Er probierte es mit Rock und Bluse. Innerhalb der Schranktür befand sich ein Spiegel. Das sah gar nicht mal schlecht aus. Er drehte sich ein wenig und betrachtete sich aus mehreren winkeln. Der Rock hatte was, doch irgendwie passte die Bluse nicht recht. Er zog sie wieder aus und nahm eine zweite. Das gefiel ihm besser. Doch wenn er dazu nun eine Hose anzog? Hastig zog er den Rock wieder aus, streifte die Hose über und beäugte sich kritisch im Spiegel. Auch nicht schlecht, betonte seine wohlgeformte Hüfte, doch die andere Bluse wäre da wahrscheinlich besser. Oder vielleicht doch mal ein Kleid? Schnell entledigte er sich seiner Kleidung und verlor sich um Dschungel der Kleiderkombinationen.
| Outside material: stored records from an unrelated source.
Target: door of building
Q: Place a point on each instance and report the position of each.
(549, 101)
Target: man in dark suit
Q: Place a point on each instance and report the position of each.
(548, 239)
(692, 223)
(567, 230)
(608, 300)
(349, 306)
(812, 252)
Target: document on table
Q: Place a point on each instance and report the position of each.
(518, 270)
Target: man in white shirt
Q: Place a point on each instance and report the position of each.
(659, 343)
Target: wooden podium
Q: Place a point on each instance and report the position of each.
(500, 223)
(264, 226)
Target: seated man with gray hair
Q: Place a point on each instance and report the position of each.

„Miki, du musst los.“ Erschrocken drehte er sich um, er hatte ganz vergessen dass er gar nicht alleine im Raum war. „Was? Wie los?“ Aya schaute ihn verwundert an. „Na zum Bus.“
 

„Geht es dir gut?“ Andre schaute zur Seite. Risas besorgtes Gesicht erschien vor seinen Augen. Er hatte überhaupt nicht mitgekriegt wie sie sich neben ihn gesetzt hatte. „Na klar.“ Die Worte kamen ganz automatisch über seine Lippen, klangen jedoch nicht sehr überzeugend. „Ich mache mir Sorgen. Bisher warst du vor Konzerten immer so ruhig, doch nun erscheinst du eher nervös als aufgeregt.“ „Ich … es ist nichts, wirklich.“ Er zwang sich zu einem Lächeln, Risa schien es zu beruhigen.

Eine weile lang saßen sie nebeneinander, ohne ein Wort zu wechseln. Andre schaute wieder aus dem Fenster. „Ich, glaube ich gehe dann mal wieder… Um ehrlich zu sein, ich bin so nervös wie noch nie in meinem Leben.“ Er sah ihr in die Augen. „Doch weist du was? Wenn ich einmal die Bühne betrete weiß ich, dass das alles verschwinden wird, so war es schon immer.“ Sie wartete kurz, als Andre nichts erwiderte stand sie auf, und ging in den hinteren Teil des Busses.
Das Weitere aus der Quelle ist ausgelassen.